Autostrade, governo bloccato. Rottura totale con i renziani

Autostrade, governo bloccato. Rottura totale con i renziani

Scontro al governo sulle concessioni autostradali. Rottura netta con i renziani. Autostrade chiede 23 miliardi di euro per la risoluzione di diritto.

Il caso autostrade comporta un doppio problema alla maggioranza di governo. Uno esterno e uno interno. Uno tra il governo e Aspi e uno all’interno della stessa maggioranza. La tensione ormai è alle stelle.

Autostrade sfida il governo facendo sapere di essere pronta a farsi da parte in cambio di 23 miliardi. Proposta inaccettabile per tutti i frequentatori di Palazzo Chigi e dintorni.

Ma il governo non ha le idee chiare. Quella che doveva essere la giornata risolutiva si trasforma nella giornata dei rinvii. Tradotto alla fine il vertice slitta e se ne riparla il prossimo anno. Con Italia Viva che però ha voluto mettere un po’ di pepe alla serata facendo sapere che per quanto riguarda la revoca delle concessioni la battaglia si risolverà in Aula.

La minaccia di Autostrade: 23 miliardi per la risoluzione di diritto

Autostrade ha animato il pomeriggio del 23 dicembre inviando una lettera al governo chiedendo 23 miliardi di euro. Secondo Aspi il governo starebbe creando le condizioni perché si possa procedere con la risoluzione di diritto dell’accordo. La lettera è stata interpretata dal governo come una minaccia inaccettabile.

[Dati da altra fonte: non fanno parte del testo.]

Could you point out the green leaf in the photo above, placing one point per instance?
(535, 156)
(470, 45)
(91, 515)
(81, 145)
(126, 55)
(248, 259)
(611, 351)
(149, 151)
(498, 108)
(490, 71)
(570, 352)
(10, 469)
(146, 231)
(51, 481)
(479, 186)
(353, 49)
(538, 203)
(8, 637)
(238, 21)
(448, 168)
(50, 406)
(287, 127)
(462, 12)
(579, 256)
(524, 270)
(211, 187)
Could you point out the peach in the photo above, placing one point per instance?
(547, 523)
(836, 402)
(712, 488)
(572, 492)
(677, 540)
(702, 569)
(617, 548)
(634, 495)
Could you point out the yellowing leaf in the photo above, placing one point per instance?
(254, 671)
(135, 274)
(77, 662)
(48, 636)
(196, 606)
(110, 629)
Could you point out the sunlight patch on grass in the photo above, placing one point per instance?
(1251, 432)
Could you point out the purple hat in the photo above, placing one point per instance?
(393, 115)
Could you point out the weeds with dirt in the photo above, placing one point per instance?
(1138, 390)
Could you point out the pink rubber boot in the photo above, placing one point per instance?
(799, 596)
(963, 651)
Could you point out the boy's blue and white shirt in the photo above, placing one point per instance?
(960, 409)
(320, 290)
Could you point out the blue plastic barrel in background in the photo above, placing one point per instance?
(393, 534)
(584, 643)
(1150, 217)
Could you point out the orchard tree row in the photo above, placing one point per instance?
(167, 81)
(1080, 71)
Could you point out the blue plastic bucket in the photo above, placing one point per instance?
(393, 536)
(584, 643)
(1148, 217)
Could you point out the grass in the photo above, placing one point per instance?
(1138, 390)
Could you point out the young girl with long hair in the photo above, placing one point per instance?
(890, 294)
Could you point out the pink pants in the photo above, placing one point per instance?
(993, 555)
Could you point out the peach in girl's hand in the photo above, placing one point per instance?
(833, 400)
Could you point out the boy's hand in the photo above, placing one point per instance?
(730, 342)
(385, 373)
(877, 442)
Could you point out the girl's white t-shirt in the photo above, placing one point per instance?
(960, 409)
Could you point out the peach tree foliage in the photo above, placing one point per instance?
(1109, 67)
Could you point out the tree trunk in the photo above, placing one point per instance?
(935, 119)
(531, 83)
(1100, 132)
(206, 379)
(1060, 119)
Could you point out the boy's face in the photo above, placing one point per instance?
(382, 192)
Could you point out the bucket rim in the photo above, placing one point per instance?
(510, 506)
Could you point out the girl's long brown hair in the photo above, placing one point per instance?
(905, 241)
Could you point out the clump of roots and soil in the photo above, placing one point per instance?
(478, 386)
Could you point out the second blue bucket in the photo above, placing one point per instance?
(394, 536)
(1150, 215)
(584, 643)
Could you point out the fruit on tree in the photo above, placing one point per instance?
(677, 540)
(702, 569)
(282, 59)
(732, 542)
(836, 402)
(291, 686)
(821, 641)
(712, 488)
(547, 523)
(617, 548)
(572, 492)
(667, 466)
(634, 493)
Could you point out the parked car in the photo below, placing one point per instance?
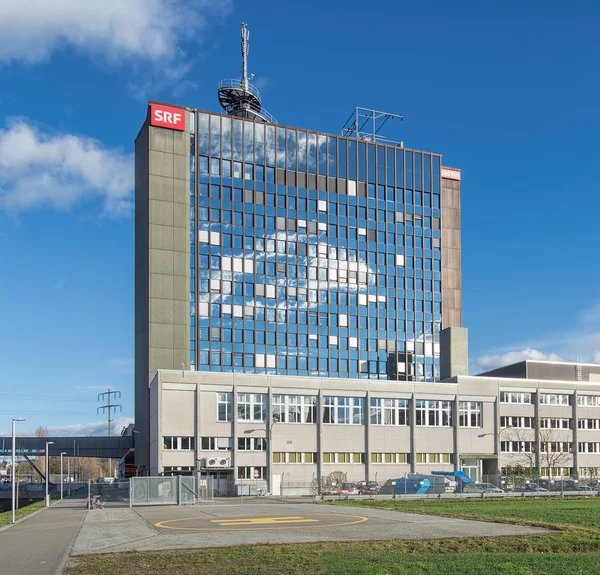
(483, 488)
(349, 489)
(367, 487)
(531, 488)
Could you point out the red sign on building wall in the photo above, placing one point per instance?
(167, 117)
(450, 174)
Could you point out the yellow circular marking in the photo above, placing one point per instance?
(247, 527)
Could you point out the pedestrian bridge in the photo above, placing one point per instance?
(105, 447)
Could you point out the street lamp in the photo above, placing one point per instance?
(15, 419)
(61, 475)
(47, 473)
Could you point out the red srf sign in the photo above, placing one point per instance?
(167, 117)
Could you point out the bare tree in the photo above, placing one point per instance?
(556, 450)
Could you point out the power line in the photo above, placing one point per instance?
(108, 409)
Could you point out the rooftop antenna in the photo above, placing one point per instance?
(240, 97)
(366, 124)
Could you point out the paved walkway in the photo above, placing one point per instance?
(154, 528)
(38, 545)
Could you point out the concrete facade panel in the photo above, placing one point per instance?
(160, 188)
(161, 164)
(161, 140)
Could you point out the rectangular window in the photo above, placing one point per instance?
(517, 422)
(515, 397)
(588, 424)
(252, 472)
(588, 447)
(188, 443)
(389, 411)
(434, 413)
(390, 458)
(295, 408)
(588, 400)
(252, 444)
(555, 399)
(469, 413)
(434, 458)
(216, 443)
(252, 407)
(343, 410)
(179, 443)
(517, 446)
(224, 407)
(343, 458)
(555, 423)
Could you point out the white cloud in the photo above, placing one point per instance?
(38, 168)
(150, 30)
(488, 362)
(94, 428)
(581, 342)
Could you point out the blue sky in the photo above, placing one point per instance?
(506, 91)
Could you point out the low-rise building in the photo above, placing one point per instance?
(295, 432)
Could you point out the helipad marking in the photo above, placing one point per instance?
(251, 524)
(263, 521)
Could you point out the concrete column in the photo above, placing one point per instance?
(455, 418)
(234, 435)
(413, 424)
(319, 439)
(454, 352)
(269, 434)
(538, 441)
(575, 434)
(368, 437)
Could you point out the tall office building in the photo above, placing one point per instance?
(266, 249)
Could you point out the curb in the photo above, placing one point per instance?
(26, 517)
(67, 554)
(30, 515)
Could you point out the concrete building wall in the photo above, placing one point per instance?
(162, 305)
(141, 291)
(454, 352)
(451, 250)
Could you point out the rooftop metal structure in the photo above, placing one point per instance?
(240, 97)
(366, 124)
(113, 447)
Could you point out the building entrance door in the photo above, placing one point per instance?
(472, 467)
(276, 485)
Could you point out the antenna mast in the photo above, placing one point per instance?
(239, 97)
(245, 47)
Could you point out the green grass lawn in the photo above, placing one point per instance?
(554, 512)
(573, 548)
(6, 516)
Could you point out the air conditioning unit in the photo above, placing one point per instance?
(217, 462)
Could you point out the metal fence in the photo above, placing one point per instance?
(107, 494)
(168, 490)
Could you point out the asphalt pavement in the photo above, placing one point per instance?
(40, 544)
(197, 526)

fonte foto https://www.facebook.com/autostradeperlitalia/

Scontro al governo sulle concessioni: discussioni rimandate al 2020

Il Movimento 5 Stelle non ha dubbi sul fatto che in tempi brevi si debba procedere con la revoca delle concessioni ad Aspi e non ha dubbi che nel Milleproroghe debba rimanere inalterata la nuova norma sull’indennizzo da pagare in caso di revoca. Secondo il provvedimento, ad Autostrade non andrebbero 23 miliardi ma appena 7. Ma il problema è che tale provvedimento al momento è stato approvato salvo intese. Tradotto, è ancora tutto in discussione.

Matteo Renzi

Rottura con i renziani

La giornata si conclude con la rottura netta con i renziani. IV, come confermato da Matteo Renzi, è assolutamente contraria al provvedimento presentato nel Milleproroghe e fissa l’appuntamento in Aula. Una sfida aperta al premier Conte.